A Time in Rome!
/Our book today is Elizabeth Bowen’s winsome 1960 glory of place-writing, A Time in Rome, in which she blends history and travelogue and memoir in an entirely successful attempt to capture in words what the Rome and its environs had meant to her for half a century.
As with everything else she wrote, whether it was smart, razor-sharp novels like The Heat of the Day, or The House in Paris or studied, intensely personal works of nonfiction (the best of which, Bowen’s Court, easily stands comparison Vita Sackville-West’s Knole and the Sackvilles) – and of course the standard pile of uncollected, unremembered deadline book reviews that sparkle with offhand brilliance – as with all of it, A Time in Rome is virtually note-perfect despite having been written almost cold, and almost entirely for money.
In it, she doesn’t so much drag in chunks of history in order to fill out her own personal memories (a vice belonging to far to many travel-writers, in her own day and ours) as she personalizes the history, turning even long-dead eras into half-memories complete with vivid details drawn more from dreams than from the pages of Guicciardini. Who would have thought, for instance, that such a wicked old stick as Pope Sixtus V could have elicited such prose as she lavishes on him and his works:
God is praised in His works, praised in the instrumentality He has given man. Sixtus V brought Rome’s extravagant distances and bewildering contours into a discipline which is beautiful. Art harmonizes. His piazzei add wonder and size to daylight by containing it – so do lakes to water – and in the joy set up one’s spirit dances like David before the Lord. Nor was this all; he re-erected obelisks, bestowing them where the Rome reincarnating itself beneath his eyes came to require that they should be, and arriving, under God, each time and in whichever place (Piazza San Pietro, Piazza del Popolo, Piazza di San Giovanni in Laterano, or where you will) at miraculous rightness in the relation between the height reached and the space dominated. (The nerve-cracking tensity of the operation, the actual getting into the perpendicular of the huge thing, hauled to the spot, recumbently waiting, death to be the penalty for the onlooker who so much as caught a breath or whispered a word, the sailor’s irrepressible cry of warning, the wetted ropes …)
The book is full of pressed memories, lost and largely silent moments in which Bowen’s narrator-self is neither musing on history nor brandishing her guide-book but simply turning over the pages of her fond memories. These are always my favorite moments in books like this, and it’s always irritating to think of cost-conscious publishers over the decades being impatient with this kind of passage. Bowen was fortunate in her publishers, so she was encouraged to woolgather whenever she felt like it:
I re-live an afternoon more than twenty years ago, when so much of the Palatine had not yet been excavated and stretches of it were bedded with blue irises. It was April. The idle yet intense air smelled of honey; Rome shimmered below with hardly a stir, and bluer than the sky were the Alban hills.

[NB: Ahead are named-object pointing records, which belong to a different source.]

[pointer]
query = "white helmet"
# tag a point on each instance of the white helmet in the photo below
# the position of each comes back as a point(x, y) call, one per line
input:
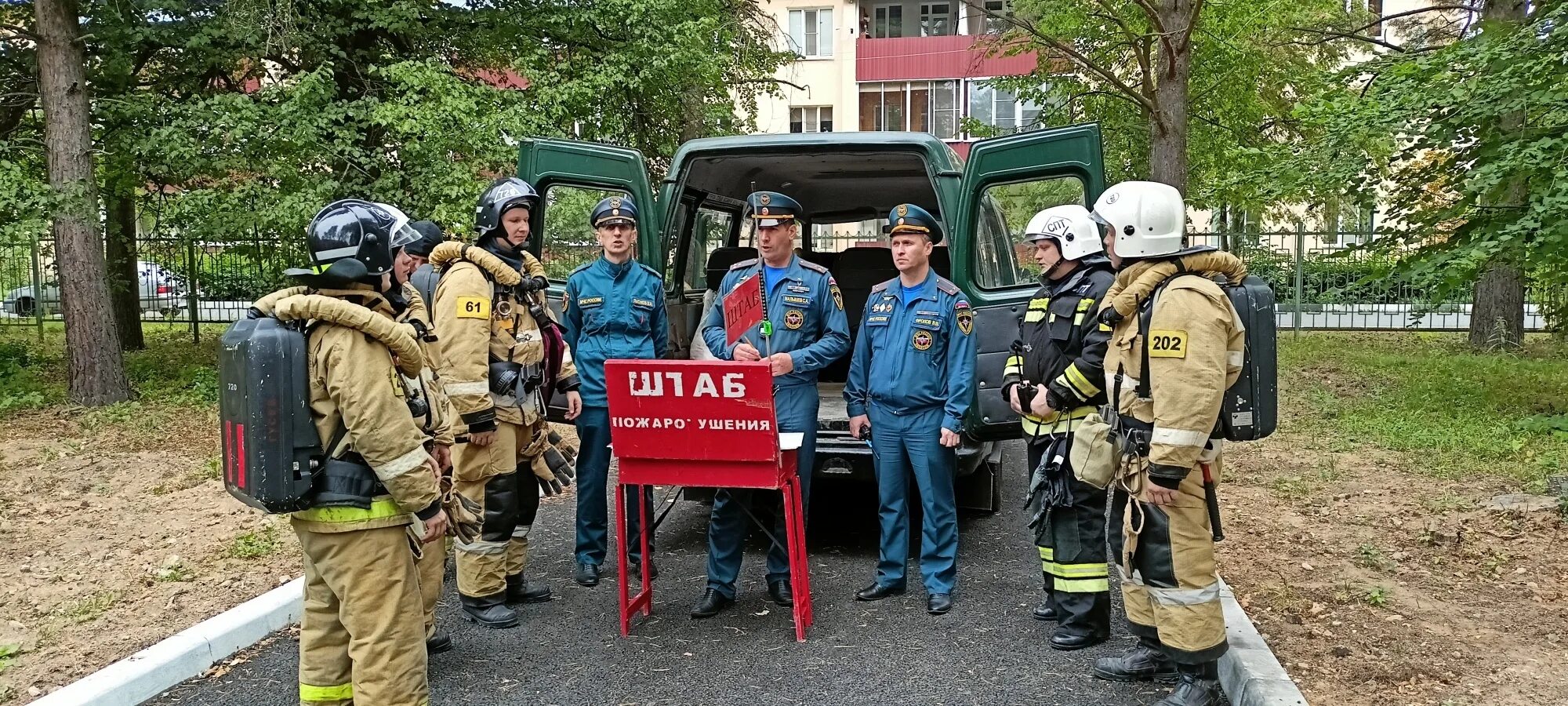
point(1070, 227)
point(1147, 217)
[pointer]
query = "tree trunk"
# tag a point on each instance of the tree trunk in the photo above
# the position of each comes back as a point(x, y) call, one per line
point(1172, 71)
point(1498, 313)
point(125, 280)
point(96, 373)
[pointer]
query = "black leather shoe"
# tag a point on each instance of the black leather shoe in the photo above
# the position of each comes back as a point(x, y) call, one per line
point(488, 611)
point(587, 575)
point(1194, 691)
point(438, 644)
point(779, 591)
point(1142, 664)
point(877, 592)
point(711, 605)
point(520, 591)
point(1069, 641)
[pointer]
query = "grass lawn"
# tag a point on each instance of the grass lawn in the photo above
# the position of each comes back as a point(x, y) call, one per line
point(1465, 413)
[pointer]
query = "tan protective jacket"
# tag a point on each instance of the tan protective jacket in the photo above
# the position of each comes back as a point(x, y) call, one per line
point(1196, 354)
point(441, 423)
point(481, 319)
point(357, 384)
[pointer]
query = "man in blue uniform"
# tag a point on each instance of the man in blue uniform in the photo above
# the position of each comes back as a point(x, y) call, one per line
point(910, 387)
point(804, 333)
point(614, 308)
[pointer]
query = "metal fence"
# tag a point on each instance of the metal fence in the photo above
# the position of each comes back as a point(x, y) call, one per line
point(1319, 280)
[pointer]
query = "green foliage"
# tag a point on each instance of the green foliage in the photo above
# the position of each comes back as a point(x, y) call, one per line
point(256, 545)
point(1247, 62)
point(1464, 413)
point(1464, 142)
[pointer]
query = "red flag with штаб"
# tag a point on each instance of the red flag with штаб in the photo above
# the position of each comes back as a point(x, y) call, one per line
point(742, 308)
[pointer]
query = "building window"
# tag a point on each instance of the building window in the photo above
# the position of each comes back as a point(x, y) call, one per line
point(1370, 7)
point(811, 32)
point(1003, 109)
point(937, 20)
point(996, 15)
point(811, 118)
point(887, 21)
point(915, 106)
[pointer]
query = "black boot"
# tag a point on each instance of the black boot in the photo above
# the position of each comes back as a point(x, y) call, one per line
point(1084, 620)
point(488, 611)
point(520, 591)
point(1048, 605)
point(1199, 686)
point(1145, 663)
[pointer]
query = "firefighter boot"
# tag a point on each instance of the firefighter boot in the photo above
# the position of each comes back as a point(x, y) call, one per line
point(488, 611)
point(520, 591)
point(1199, 686)
point(1084, 620)
point(1145, 663)
point(1048, 605)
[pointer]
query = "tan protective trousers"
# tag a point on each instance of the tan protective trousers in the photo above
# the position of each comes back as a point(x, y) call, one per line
point(432, 573)
point(1169, 578)
point(490, 476)
point(358, 642)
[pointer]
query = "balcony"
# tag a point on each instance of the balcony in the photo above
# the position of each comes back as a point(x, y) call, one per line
point(934, 57)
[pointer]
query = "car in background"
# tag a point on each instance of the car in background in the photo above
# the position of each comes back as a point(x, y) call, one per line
point(159, 291)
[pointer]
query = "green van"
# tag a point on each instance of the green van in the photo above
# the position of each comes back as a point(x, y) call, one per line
point(691, 228)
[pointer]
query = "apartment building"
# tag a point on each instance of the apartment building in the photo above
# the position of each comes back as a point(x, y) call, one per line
point(869, 65)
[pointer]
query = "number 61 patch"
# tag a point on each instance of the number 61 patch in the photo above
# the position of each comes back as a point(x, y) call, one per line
point(1167, 344)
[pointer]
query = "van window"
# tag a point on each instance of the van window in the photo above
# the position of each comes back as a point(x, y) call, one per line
point(568, 238)
point(710, 231)
point(1001, 258)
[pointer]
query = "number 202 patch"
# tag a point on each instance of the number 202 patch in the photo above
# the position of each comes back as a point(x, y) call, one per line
point(473, 308)
point(1167, 344)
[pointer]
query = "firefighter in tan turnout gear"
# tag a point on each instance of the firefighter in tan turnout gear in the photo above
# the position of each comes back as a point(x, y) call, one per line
point(501, 358)
point(1177, 346)
point(358, 639)
point(1054, 379)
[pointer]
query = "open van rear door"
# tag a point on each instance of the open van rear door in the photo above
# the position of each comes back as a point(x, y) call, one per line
point(1006, 183)
point(572, 178)
point(576, 172)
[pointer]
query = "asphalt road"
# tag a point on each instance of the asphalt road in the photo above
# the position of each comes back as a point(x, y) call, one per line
point(570, 652)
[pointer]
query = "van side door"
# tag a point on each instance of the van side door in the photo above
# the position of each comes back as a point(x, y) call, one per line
point(1007, 181)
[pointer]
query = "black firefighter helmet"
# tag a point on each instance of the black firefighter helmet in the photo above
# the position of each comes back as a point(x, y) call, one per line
point(350, 242)
point(501, 197)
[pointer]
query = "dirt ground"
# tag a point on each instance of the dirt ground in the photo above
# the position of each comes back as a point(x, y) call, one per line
point(115, 534)
point(1379, 586)
point(1374, 584)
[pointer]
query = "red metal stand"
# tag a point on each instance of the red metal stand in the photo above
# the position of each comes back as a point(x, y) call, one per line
point(702, 424)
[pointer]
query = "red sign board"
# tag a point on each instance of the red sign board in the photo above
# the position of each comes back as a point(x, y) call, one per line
point(742, 308)
point(692, 410)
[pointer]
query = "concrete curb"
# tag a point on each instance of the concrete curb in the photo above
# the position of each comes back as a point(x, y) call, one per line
point(1249, 672)
point(156, 669)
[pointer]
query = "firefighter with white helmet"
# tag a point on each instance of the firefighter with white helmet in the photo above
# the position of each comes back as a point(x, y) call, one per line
point(1054, 379)
point(1177, 344)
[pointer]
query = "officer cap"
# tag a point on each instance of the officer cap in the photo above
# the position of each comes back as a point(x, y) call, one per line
point(772, 209)
point(430, 236)
point(612, 211)
point(913, 219)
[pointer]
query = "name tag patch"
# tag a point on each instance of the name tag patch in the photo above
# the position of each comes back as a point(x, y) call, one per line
point(473, 308)
point(1167, 344)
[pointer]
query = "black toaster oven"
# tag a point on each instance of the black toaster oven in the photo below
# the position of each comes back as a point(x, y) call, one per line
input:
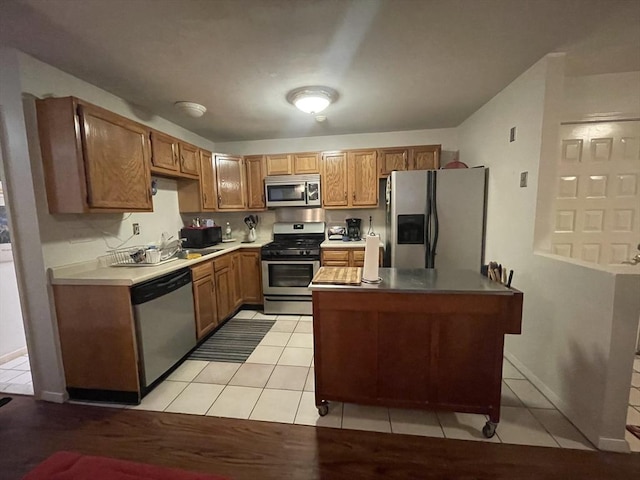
point(201, 237)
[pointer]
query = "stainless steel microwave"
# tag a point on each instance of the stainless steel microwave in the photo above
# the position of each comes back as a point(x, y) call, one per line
point(293, 191)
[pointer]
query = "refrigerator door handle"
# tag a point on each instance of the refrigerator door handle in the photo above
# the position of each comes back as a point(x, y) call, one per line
point(427, 226)
point(434, 208)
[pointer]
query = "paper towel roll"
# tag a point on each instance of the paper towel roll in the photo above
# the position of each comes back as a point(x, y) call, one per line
point(370, 271)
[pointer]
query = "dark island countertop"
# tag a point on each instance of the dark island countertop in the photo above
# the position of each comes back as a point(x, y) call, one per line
point(422, 280)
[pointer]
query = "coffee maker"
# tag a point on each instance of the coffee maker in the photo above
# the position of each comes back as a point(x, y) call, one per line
point(353, 228)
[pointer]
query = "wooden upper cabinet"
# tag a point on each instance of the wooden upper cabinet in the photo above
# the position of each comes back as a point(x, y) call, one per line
point(207, 181)
point(279, 164)
point(230, 182)
point(334, 180)
point(189, 159)
point(391, 159)
point(425, 157)
point(350, 179)
point(164, 152)
point(363, 178)
point(199, 195)
point(304, 163)
point(255, 166)
point(93, 160)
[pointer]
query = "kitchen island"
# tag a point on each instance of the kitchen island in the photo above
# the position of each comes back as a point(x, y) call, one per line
point(430, 339)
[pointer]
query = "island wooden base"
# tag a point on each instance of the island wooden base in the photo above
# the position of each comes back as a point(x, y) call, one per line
point(413, 350)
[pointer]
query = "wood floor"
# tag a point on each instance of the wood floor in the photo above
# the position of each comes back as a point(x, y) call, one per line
point(30, 431)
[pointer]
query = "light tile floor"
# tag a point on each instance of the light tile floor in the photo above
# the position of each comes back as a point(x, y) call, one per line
point(276, 384)
point(15, 376)
point(633, 413)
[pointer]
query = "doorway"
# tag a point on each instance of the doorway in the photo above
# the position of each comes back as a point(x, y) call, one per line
point(15, 369)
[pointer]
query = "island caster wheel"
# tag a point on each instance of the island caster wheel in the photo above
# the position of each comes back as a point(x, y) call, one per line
point(489, 429)
point(323, 409)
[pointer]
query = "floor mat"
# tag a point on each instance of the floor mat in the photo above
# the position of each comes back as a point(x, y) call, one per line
point(234, 341)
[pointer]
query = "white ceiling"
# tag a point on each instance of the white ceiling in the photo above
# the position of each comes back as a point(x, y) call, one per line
point(397, 64)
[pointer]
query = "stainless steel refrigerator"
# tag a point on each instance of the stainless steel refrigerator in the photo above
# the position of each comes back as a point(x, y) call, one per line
point(436, 218)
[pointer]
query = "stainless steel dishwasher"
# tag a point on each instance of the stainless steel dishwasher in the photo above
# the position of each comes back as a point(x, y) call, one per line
point(165, 322)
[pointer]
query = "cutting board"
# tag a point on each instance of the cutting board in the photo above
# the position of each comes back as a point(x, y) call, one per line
point(338, 275)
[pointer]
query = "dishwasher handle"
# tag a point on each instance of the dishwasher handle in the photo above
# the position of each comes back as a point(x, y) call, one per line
point(152, 289)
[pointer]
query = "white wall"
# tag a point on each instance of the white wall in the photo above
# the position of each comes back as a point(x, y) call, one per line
point(611, 95)
point(12, 339)
point(69, 238)
point(42, 337)
point(571, 346)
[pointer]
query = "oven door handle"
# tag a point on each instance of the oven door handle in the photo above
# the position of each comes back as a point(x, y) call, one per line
point(290, 262)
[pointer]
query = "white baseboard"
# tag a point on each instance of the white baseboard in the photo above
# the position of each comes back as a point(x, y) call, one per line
point(585, 427)
point(7, 357)
point(613, 445)
point(55, 397)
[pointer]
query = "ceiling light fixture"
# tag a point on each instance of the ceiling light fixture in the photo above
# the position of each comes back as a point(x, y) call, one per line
point(312, 99)
point(191, 109)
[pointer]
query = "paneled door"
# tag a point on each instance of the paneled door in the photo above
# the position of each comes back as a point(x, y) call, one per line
point(596, 211)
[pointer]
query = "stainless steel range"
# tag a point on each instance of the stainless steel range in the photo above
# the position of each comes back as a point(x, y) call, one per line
point(288, 266)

There was a harmony between the distances. I was sitting on a broken ridge, reading and sometimes not reading a book. Low but clear voices, coming across the irises, told me that a couple who had been wandering had set down behind me – students, but their serious young tones; friendly lovers or loving friends, familiar with one another as with the Palatine.
I’ve spent what you might call a great deal of time in Rome myself, but the City never worked any magic on me comparable to what suffuses the pages of A Time in Rome – which is a big part of the reason I keep returning to this book. And even those two chosen quotes give a hint as to the allure the place had for Bowen: harmony is mentioned in both passages and many more besides, and I believe that’s what she thought she was getting from the combination of dirty old monuments and dirty young people that she found in Rome (plus her coinage went a lot further there, never a small consideration for an Irishwoman away from home). But however the book came about, A Time in Rome is strong enough and beautiful enough to go on the same shelf as Eleanor Clark’s Rome and a Villa and Barbara Grizzuti Harrison’s Italian Days. It’s a shame that Bowen is now completely forgotten while some of her far less talented contemporaries are remembered and reprinted and anthologized and taught. But if ever a city prepares us for sic transit gloria mundi, it’s the Eternal City.